Twenty-five years ago, fiber-optic infrastructure was built for a future that arrived much slower than expected. The bubble popped. Billions evaporated.

Today’s AI spending looks dangerously similar.

As Luria puts it:
“If we spend hundreds of billions and don’t need the capacity… we’re talking about another financial crisis.”


The Most Concerning Part: Circular Investing

We need to talk about the most eyebrow-raising trend of all: circular money loops.

Here’s an example:

Nvidia invests $100 billion into OpenAI to build data centers.
OpenAI uses that money to buy Nvidia chips.
So Nvidia’s investment boosts Nvidia’s sales — artificially.

It’s like paying someone $10 so they can buy your product and calling it “demand.”

This is the kind of behavior we last saw in the dot-com era.

CoreWeave takes it even further.
CoreWeave — once a crypto miner — now builds AI data centers.
OpenAI rents capacity from CoreWeave.
OpenAI receives CoreWeave stock as part of the deal.
OpenAI can then use that stock to pay CoreWeave for the services it rents.

And Nvidia owns part of CoreWeave… AND guarantees it will buy any unused capacity until 2032.

This is not a market reflecting genuine demand.
This is a feedback loop designed to manufacture demand.

MIT economist Acemoglu calls it what it is:
“A house of cards.”


Investors Are Starting to Flinch

Some big names are quietly backing away.

Peter Thiel sold his entire Nvidia stake — around $100 million.
SoftBank unloaded nearly $6 billion worth of Nvidia shares.

And Michael Burry — famous for calling the 2008 housing collapse — is openly betting against Nvidia.

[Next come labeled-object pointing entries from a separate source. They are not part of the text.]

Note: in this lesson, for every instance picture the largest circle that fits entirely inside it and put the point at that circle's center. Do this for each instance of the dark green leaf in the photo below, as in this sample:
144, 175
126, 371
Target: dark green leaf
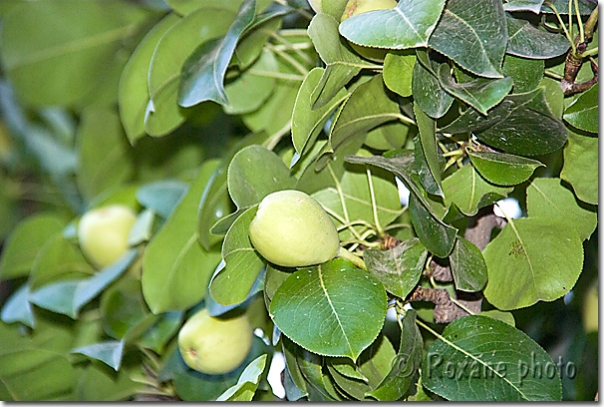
531, 260
176, 268
478, 358
400, 268
330, 293
473, 36
503, 169
408, 25
526, 41
583, 112
203, 73
467, 266
521, 124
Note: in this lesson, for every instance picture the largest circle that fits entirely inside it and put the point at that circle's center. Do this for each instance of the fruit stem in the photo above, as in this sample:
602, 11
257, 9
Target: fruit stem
353, 258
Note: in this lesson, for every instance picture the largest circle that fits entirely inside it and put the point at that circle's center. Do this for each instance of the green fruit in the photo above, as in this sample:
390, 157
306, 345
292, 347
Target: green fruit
214, 345
291, 229
103, 233
354, 7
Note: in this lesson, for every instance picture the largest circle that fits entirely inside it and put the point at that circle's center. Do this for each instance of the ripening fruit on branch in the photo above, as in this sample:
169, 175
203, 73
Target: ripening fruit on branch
291, 229
214, 345
354, 7
103, 233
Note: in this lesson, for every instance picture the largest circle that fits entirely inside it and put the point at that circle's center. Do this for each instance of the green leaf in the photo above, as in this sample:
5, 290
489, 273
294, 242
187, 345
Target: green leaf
474, 42
176, 268
429, 150
467, 266
34, 375
427, 91
583, 112
408, 25
470, 192
307, 123
247, 383
482, 94
548, 199
526, 73
24, 243
408, 361
203, 73
232, 284
400, 268
104, 155
133, 92
342, 64
68, 297
580, 167
52, 51
163, 114
330, 293
531, 260
398, 72
478, 358
503, 169
109, 352
526, 41
248, 186
521, 124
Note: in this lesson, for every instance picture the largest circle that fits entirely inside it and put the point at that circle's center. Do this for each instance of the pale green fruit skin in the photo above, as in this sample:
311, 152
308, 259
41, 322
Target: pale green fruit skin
103, 233
291, 229
214, 345
354, 7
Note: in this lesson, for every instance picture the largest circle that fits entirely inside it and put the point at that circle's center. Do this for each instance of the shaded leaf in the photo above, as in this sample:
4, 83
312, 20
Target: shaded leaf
204, 72
531, 260
330, 293
473, 36
480, 358
400, 268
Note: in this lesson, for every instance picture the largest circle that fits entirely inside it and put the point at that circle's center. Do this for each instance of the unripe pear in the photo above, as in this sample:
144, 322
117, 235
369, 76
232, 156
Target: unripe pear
214, 345
103, 233
291, 229
354, 7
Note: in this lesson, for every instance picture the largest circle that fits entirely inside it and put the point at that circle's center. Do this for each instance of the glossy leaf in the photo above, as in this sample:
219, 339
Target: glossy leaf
176, 268
408, 25
503, 169
24, 243
482, 94
529, 42
232, 284
474, 37
318, 309
531, 260
342, 64
51, 65
470, 192
467, 266
104, 155
400, 268
480, 358
548, 199
248, 186
580, 167
307, 123
133, 96
521, 124
204, 72
583, 112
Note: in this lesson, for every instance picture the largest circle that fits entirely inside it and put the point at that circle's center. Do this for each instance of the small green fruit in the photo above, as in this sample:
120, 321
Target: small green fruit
354, 7
291, 229
213, 345
103, 233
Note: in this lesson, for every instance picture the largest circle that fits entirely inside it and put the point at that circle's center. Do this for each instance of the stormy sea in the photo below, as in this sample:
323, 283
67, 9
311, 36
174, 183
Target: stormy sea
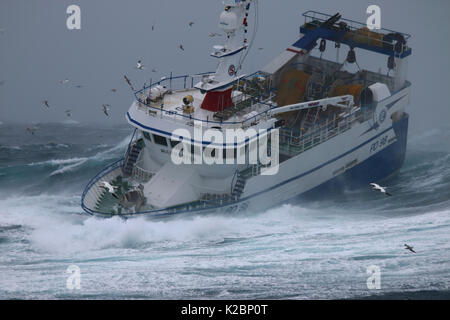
309, 249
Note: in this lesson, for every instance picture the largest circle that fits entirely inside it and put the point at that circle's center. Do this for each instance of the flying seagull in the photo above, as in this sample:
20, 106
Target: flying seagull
379, 188
106, 109
108, 187
129, 82
409, 248
214, 34
139, 65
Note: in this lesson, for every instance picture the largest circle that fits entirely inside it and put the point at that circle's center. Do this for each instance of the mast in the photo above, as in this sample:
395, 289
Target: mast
234, 23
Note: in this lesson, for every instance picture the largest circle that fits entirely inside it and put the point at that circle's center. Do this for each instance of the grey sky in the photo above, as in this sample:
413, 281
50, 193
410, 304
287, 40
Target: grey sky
37, 50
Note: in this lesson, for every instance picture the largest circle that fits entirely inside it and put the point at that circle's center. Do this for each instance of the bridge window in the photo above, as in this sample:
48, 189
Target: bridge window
160, 140
147, 135
173, 143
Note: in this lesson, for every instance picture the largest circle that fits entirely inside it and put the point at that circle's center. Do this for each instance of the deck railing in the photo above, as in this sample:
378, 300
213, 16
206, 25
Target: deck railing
257, 101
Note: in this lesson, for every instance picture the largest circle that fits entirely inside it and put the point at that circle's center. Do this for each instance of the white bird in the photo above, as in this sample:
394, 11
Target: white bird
106, 109
139, 65
110, 188
129, 82
214, 34
379, 188
409, 248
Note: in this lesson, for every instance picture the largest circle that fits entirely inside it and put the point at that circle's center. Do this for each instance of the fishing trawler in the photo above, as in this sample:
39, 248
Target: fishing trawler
326, 128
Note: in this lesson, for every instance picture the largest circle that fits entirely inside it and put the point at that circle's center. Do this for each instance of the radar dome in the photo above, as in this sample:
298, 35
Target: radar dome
228, 21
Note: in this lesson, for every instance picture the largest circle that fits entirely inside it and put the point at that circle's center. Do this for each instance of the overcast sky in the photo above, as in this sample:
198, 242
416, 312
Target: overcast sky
37, 50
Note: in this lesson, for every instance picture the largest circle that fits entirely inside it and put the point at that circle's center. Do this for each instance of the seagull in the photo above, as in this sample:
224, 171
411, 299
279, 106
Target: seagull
110, 188
139, 65
106, 109
381, 189
409, 248
129, 82
32, 130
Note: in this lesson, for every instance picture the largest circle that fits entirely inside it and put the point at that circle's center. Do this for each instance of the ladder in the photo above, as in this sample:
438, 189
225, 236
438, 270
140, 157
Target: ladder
239, 186
132, 156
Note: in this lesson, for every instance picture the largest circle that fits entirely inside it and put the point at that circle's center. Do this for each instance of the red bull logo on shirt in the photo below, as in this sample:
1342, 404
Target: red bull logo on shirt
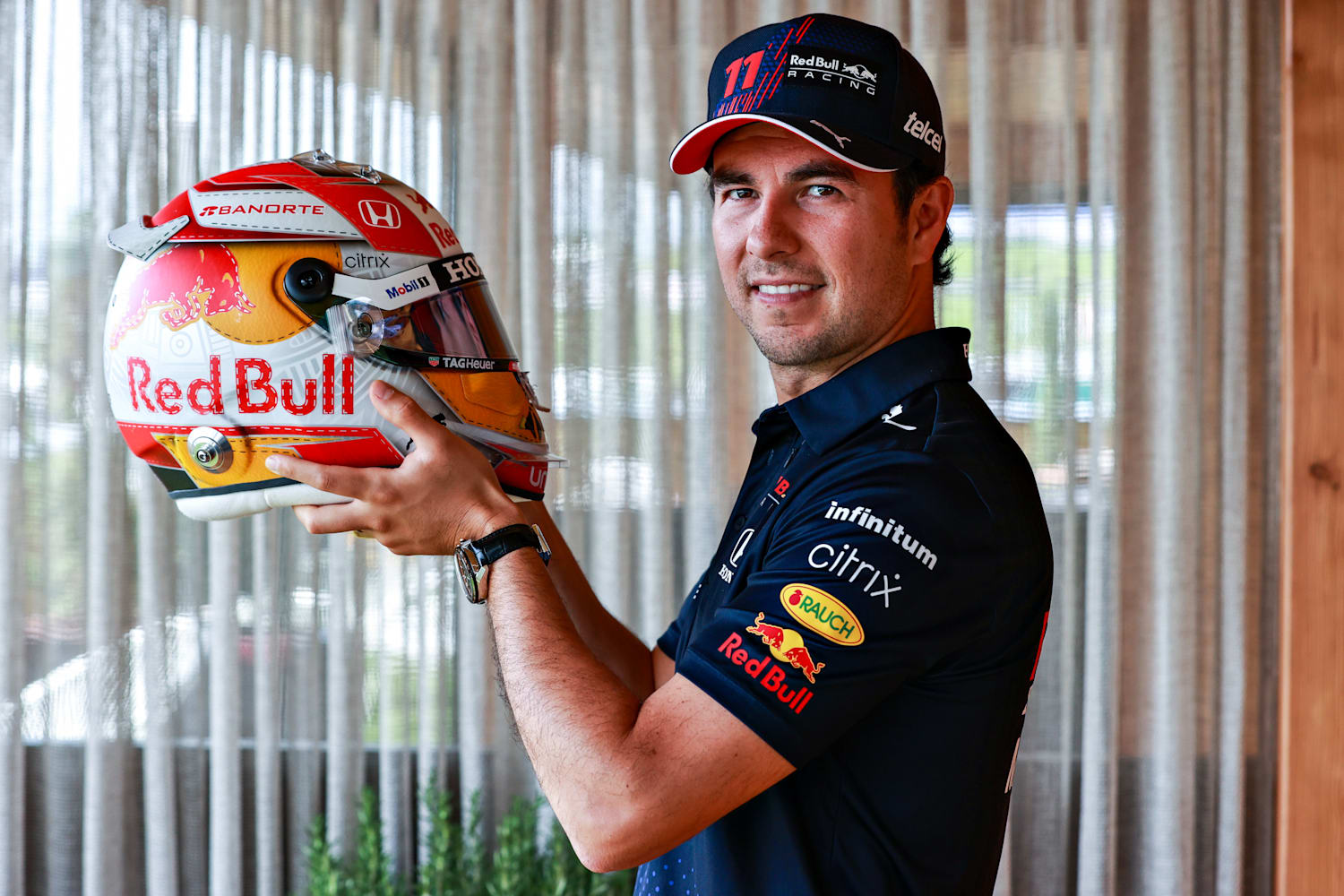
787, 646
771, 676
822, 613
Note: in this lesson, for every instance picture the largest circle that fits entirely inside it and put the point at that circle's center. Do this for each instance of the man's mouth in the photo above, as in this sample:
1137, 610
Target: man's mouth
784, 292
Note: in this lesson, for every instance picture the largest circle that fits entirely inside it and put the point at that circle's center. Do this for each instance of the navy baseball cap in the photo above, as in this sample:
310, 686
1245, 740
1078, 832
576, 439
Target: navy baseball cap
847, 86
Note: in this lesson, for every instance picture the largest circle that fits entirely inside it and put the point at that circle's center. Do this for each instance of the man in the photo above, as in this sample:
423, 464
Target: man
838, 705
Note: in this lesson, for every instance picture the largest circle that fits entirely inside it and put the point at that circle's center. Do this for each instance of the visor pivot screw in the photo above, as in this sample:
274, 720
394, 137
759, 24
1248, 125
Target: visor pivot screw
308, 281
210, 449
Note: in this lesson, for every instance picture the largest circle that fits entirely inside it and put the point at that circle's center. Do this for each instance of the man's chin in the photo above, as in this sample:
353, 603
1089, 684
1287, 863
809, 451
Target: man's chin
784, 347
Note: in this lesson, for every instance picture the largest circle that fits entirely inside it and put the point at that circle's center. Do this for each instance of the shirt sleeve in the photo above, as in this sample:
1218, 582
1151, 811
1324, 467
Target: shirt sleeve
668, 641
874, 573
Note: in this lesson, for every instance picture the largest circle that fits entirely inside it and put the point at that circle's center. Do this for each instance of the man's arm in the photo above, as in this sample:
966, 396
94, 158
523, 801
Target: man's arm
628, 780
604, 634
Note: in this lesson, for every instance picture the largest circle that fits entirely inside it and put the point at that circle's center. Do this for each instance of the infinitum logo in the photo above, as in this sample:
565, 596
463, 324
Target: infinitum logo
887, 528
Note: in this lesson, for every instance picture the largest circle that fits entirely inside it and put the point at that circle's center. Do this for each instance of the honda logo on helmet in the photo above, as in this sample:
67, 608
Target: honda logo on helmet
378, 214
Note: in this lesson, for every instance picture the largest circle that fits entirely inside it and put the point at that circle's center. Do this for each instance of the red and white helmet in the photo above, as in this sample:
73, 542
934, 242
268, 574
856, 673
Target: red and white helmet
254, 311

Whether he’s right this time is unclear, but his reasoning is sharp:

He argues that true end-user demand is tiny, and that AI growth is being propped up by these circular funding deals.

“Almost all customers are funded by their dealers,” he wrote.

That’s… not healthy.


Even AI’s Biggest Champions Are Nervous

Here’s when you know the bubble talk isn’t just Twitter noise:

  • OpenAI CEO Sam Altman admits investors are “overexcited.”
  • Google CEO Sundar Pichai says there are clear “elements of irrationality.”
  • He also notes: “No company is immune if the bubble bursts.”

This is from the people selling the dream.

When the most optimistic minds in AI start sounding cautious… maybe it’s time for the rest of the world to pause.


The Bottom Line: What Does This All Mean?

AI is real. AI is powerful. AI will reshape industries.
But right now?

The economics don’t match the enthusiasm.

We’re spending money at a pace that assumes:

  • AI breakthroughs will continue rapidly
  • corporate adoption will skyrocket
  • paying customers will appear in huge numbers
  • and everything built today will be needed tomorrow

But the data suggests:

  • usage is limited
  • productivity gains are unclear
  • and debt is rising much faster than revenue

This doesn’t mean an AI winter is coming.
But it does mean we may be living through a period of dangerous overconfidence.

In every tech boom, the same question decides who survives and who falls:

Is the demand real…
or is the demand funded by the hype itself?

Right now, AI is walking that line.

And we’re all going to find out soon which side it lands on.